Charlesworth v Dransfields Engineering Services Ltd

12 Jun 2017

Charlesworth v Dransfields Engineering Services Ltd

Mrs Justice Simler has clarified an apparent inconsistency in the law of causation in respect of claims under s.15 Equality Act 2010.

In the summer of 2014 the Operations Director, Mr Crook, became aware that the Claimant had sadly developed renal cancer and in October 2014 he was admitted to hospital for an operation and was off work from that point 15 December 2014, when he returned to work. The Tribunal found that by as early as the end of November 2014 Mr Crook had identified the possibility of restructuring the business in a way that deleted the Claimant’s post of Branch Manager at Rotherham thereby saving up to £40,000 per annum. The Claimant was fit and able to fulfil his role and did so from the point he returned.

An email dated 6 March 2015 spelt out the Respondent’s business reason for concluding that the Claimant was in a potential redundancy position, namely that there was a diminished requirement for work of a Branch Manager at Rotherham and that deleting the post of Branch Manager would result in a £40,000 saving. There was a series of consultation meetings in March 2015 with the Claimant and he was given four weeks’ notice to terminate on 28 April 2015. The opportunity to appeal that decision was made available to the Claimant, but ultimately he did not avail himself of an appeal.

The Tribunal dealt with the direct discrimination claim. The Claimant’s case was that he was the victim of a sham, there being no redundancy situation, and he was dismissed because of his disability. That was rejected, the Tribunal finding that the Respondent did not treat and would not have treated somebody without a disability any differently from the way in which the Claimant was treated. There was a desire to make cost savings.

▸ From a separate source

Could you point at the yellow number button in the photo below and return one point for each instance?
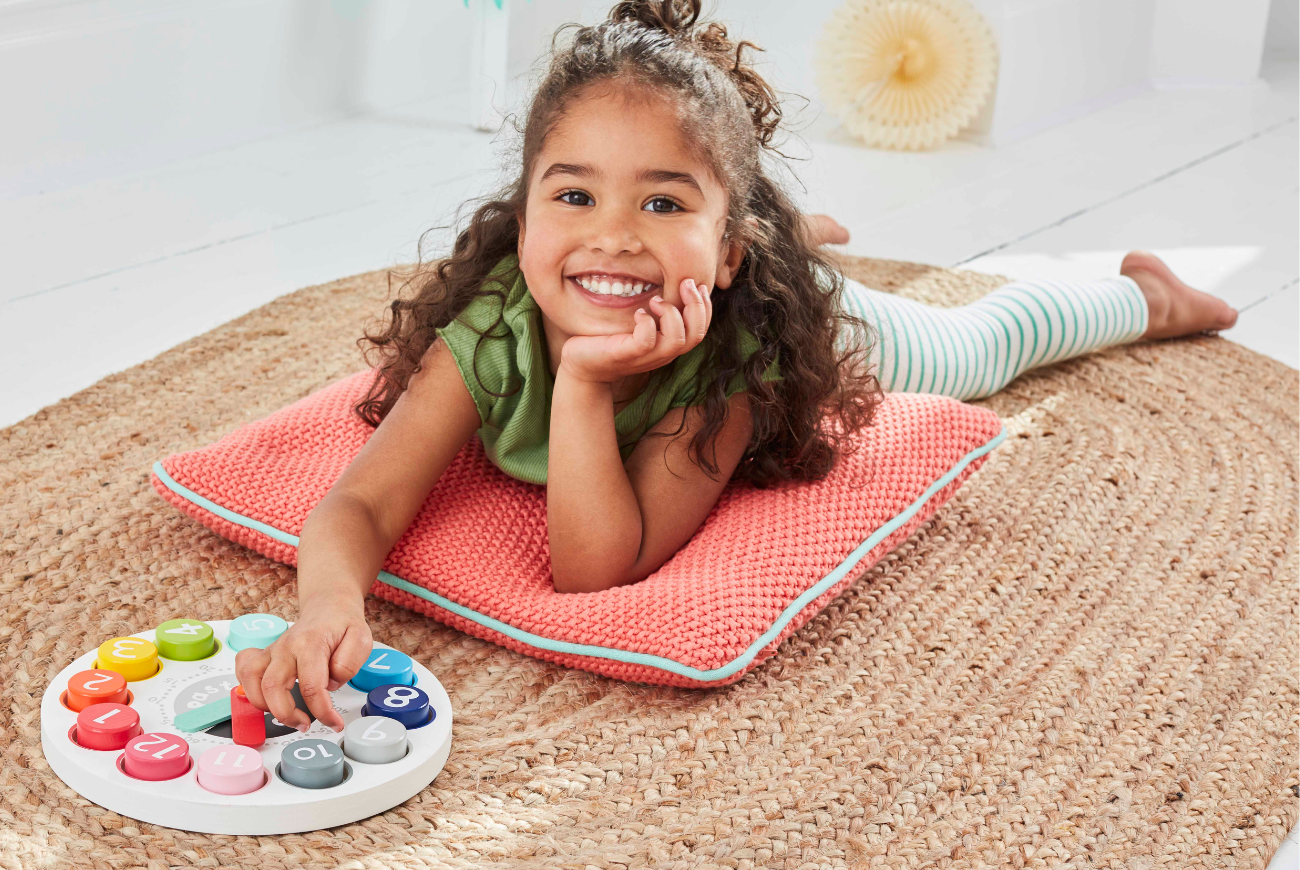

The possibility of a restructuring that would enable such cost savings to be made became apparent and that was the reason for the Claimant’s treatment rather than his disability. The Tribunal rejected the argument that the reason for the redundancy was connected with the Claimant’s disability in any sense whatsoever.

So far as unfair dismissal is concerned, the Tribunal accepted that the Respondent identified an ability to make a £40,000 cost saving because it could absorb the responsibilities of the Branch Manager role into other posts at Rotherham. It accepted that was a reason relating to redundancy. It accepted that there was no alternative post available and no obligation on the Respondent to create an alternative post. It accepted that the Claimant was the only person who occupied the Branch Manager post in question and although he had other skills, there was no evidence that any of those other skills were needed by the Respondent at the time. Ultimately it concluded that the dismissal was fair.

As to its reasoning on the s.15 claim the tribunal referred to there being some link between the Claimant’s absence and the fact that he was dismissed because it was his absence that gave the Respondent an opportunity to identify the ability to manage without the Claimant performing the Rotherham Branch Manager role, but held that did not amount to the same as saying that the Claimant was dismissed because of his absence. The Tribunal held that the Claimant’s absence was not an effective or operative cause of his dismissal, explaining that:

“29.3. … It was the occasion which allowed the Respondent to identify something which it might very well have identified in other ways and in other circumstances and the Tribunal takes the view therefore that the matter that caused the Claimant’s dismissal was the Respondent’s view that it could do without him.”

The question raised by the appeal was whether something less than an operative cause or influence is sufficient to satisfy the requirement that the unfavourable treatment is because of the relevant “something”. The appeal was based on apparent conflicting decision in Hall v Chief Constable of West Yorkshire and Basildon and Thurrock NHS Foundation Trust v Weerasinghe.

In paragraph 42 of Hall the EAT describe the looser causal connection set out in section 15 as requiring:

“42. … a significant influence on the unfavourable treatment, or a cause which is not the main or the sole cause, but is nonetheless an effective cause of the unfavourable treatment. …”

This is a case where on the facts found by this Tribunal it felt able to draw a distinction between the context within which the events occurred and those matters that were causative. No doubt there will be many cases where an absence is the cause of a conclusion that the employer is able to manage without a particular employee and in those circumstances is likely to be an effective cause of a decision to dismiss even if not the main cause. But that does not detract from the possibility in a particular case or on particular facts, that absence is merely part of the context and not an effective cause. Every case will depend on its own particular facts.